After waiting months for one nice day here in NEPA, we’ve finally been blessed with a few days in the 70s.  Because of the particularly long wait, people have been desperate to get outside, and it shows.  I live in a university town, so there has been the annual parade of short shorts with tank-tops (still April, people). Gusty winds have been blowing frat boys’ shirts off all week.  The poor guys have been forced to play Frisbee in the park with only their shorts on (bummer, I know).  Zombies must also be on the increase, because people are running everywhere.  Really.  Every time I drive somewhere, I have to dodge several potential future zombies.  I’m pretty sure I could out-walk a zombie without breaking too much of a sweat (unless it’s one of those Resident Evil zombies who can run), but people are probably just trying to get a good head start so they can stop and pick up some extra pick axes at the hardware store.

As I was driving past the park yesterday, I spotted a young man and woman near a bench.  The young woman was looking wistfully to her right.  At least, I’m assuming she was wistful.  She was wearing sunglasses, so it’s hard to be sure.  The young man was taking her picture with his phone.  I’m guessing her intentions were to get a picture of herself enjoying the nice weather at the park for Facebook, Twitter, Instagram, or whatever because they were both being still for longer than a candid photo reasonably would have taken.  There was definite thought going into this picture.  The fact that she was posing as though she wasn’t posing didn’t struck me as unusual, but seeing it from my car did cause me to think about how odd it is that people do that.

I tend to think of non-professional photos as images captured from real life: someone blowing out a birthday cake, a child running to first base, a baby trying to eat his feet.  Group pictures, although intentionally set up, are meant to look that way so that you can see a picture of yourself with your cousins years from now.
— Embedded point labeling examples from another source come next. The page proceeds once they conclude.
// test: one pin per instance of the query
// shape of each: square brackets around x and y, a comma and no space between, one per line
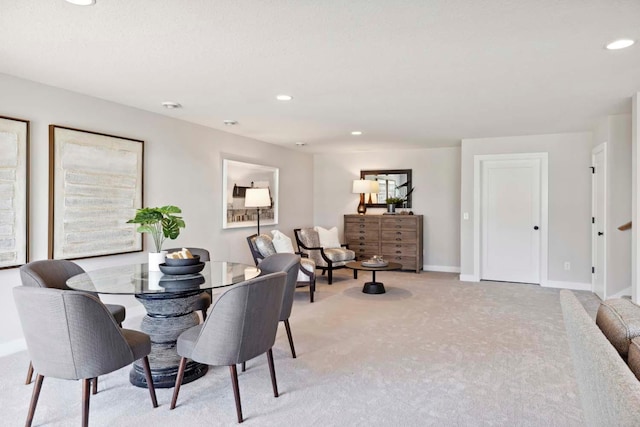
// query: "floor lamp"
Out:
[257,198]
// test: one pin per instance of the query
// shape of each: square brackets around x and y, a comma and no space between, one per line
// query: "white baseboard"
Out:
[622,293]
[442,268]
[575,286]
[11,347]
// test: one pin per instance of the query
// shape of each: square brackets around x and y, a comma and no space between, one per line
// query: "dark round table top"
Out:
[357,265]
[136,279]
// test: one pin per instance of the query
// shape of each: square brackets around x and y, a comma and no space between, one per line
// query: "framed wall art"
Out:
[237,177]
[14,192]
[95,186]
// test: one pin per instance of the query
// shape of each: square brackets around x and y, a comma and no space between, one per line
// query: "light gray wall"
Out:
[616,132]
[436,178]
[183,165]
[569,198]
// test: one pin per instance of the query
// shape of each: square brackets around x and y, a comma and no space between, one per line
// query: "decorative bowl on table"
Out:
[182,261]
[375,261]
[178,270]
[192,282]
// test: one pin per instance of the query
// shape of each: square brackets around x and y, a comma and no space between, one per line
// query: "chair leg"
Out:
[288,328]
[150,386]
[312,289]
[86,395]
[236,391]
[29,374]
[34,400]
[272,371]
[176,388]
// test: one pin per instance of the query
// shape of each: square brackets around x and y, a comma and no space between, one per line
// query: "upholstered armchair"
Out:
[262,246]
[326,259]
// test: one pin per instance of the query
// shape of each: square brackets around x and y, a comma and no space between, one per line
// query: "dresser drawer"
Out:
[361,219]
[399,249]
[399,223]
[403,236]
[361,235]
[408,263]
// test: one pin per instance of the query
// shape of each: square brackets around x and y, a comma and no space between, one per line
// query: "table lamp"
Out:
[257,198]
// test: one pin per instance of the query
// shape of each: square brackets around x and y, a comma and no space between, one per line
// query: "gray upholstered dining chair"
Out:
[290,264]
[204,301]
[242,324]
[261,246]
[71,335]
[54,273]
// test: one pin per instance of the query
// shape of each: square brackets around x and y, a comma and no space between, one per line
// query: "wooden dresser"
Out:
[397,238]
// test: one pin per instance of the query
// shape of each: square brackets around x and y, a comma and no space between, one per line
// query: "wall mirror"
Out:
[392,183]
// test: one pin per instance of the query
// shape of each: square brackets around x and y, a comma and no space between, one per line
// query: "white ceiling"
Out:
[408,73]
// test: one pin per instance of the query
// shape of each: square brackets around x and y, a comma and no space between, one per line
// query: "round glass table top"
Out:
[136,279]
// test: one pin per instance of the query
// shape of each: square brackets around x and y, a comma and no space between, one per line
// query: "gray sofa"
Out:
[609,391]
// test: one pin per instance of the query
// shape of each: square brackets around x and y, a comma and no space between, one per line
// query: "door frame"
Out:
[478,162]
[597,149]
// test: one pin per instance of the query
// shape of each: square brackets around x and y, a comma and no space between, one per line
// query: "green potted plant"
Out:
[162,223]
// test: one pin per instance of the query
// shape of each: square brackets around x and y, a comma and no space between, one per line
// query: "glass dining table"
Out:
[169,301]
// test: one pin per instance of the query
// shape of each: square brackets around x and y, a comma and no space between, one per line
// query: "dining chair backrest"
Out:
[204,254]
[242,323]
[70,334]
[49,273]
[290,264]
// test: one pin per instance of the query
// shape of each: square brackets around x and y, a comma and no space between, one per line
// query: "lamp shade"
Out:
[257,198]
[360,186]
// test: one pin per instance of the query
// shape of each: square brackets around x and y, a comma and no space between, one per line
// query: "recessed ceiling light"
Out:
[82,2]
[171,105]
[620,44]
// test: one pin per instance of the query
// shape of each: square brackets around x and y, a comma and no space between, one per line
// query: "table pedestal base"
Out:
[168,315]
[373,288]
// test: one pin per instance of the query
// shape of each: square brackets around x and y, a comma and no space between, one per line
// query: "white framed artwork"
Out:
[14,192]
[95,187]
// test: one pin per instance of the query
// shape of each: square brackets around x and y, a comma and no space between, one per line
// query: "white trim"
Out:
[576,286]
[544,208]
[597,149]
[12,347]
[626,292]
[443,268]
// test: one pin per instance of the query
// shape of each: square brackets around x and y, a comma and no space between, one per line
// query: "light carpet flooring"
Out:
[432,351]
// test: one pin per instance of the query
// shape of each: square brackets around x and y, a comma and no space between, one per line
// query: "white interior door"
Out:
[599,221]
[511,219]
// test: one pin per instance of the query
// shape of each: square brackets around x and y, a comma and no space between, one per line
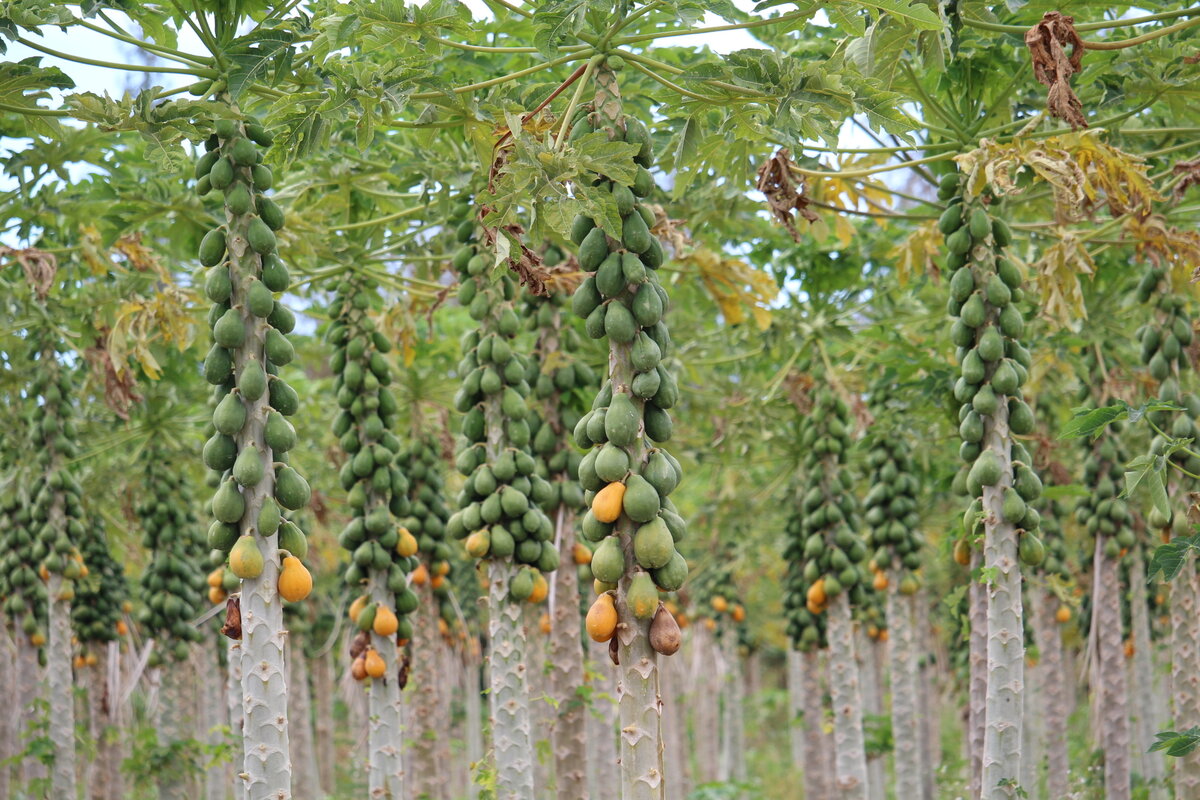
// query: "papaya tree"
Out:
[383,553]
[892,511]
[627,474]
[252,435]
[559,379]
[985,287]
[498,516]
With the advent of social media, however, it seems that more and more people (myself included) are almost creating a second life with our pictures – one of images we wish had happened naturally.  Our social media lives are becoming an embellishment of the ones we actually live.  There is a difference between a boyfriend snapping a picture of his girlfriend gazing at the river and a girl posing like she’s gazing at the river for a picture.  She didn’t live that moment, they created it.  How much of what we put out there for others to see is not our real lives, but our lives as we’ve created them in photo?   Furthermore, what does it say about us that we don’t think pictures of our real lives are interesting enough to be shared with others?

I often read or hear (and sometimes espouse) annoyance at the birth of the “selfie” – shots people take of themselves with their phones to post on social media.  At least, with a selfie, people are being upfront: “this is me, taking a picture of myself, so you can look at it.”  candid4There seems to be something sadder about a picture that says: “I’m posing like this so that you think this is how I spend my time naturally, even though I’ve been looking around this tree trunk at nothing for thirty seconds and I’m sucking in my stomach.  Also, I live in Sepiaworld.”

To prove my point, here are some shots of me that are totally candid and NOT AT ALL set up.  This is my real life, baby:

Me, writing a check

Me, writing a check

Me, taking out the trash

Me, taking out the trash

Me, brushing my teeth

Me, brushing my teeth

 

One thought on “Selfies, Candids, and Zombies

  1. Aunt Janice

    OK, I have often said that I think people just take too many pictures nowadays, period. If I had a normal blog like this one and could choose topics at random (instead of always having to be about books and reading, that is), I would have written a post about this long ago.

    Anyhoo, when I go places and see people snapping away every second, I often wonder how they will remember their time at that place. Will they remember the beautiful scenery, the history, the people and conversation? Or will they only be able to remember by looking at the photographs they took every moment?

    In other words, people are living life through their viewfinders, when they should be living it through their senses and memories.

    I would challenge people to go for an all-day outing without taking a single picture. Then either write about it or tell someone about it in detail afterward. Remember it — savor the experience, not the pictures.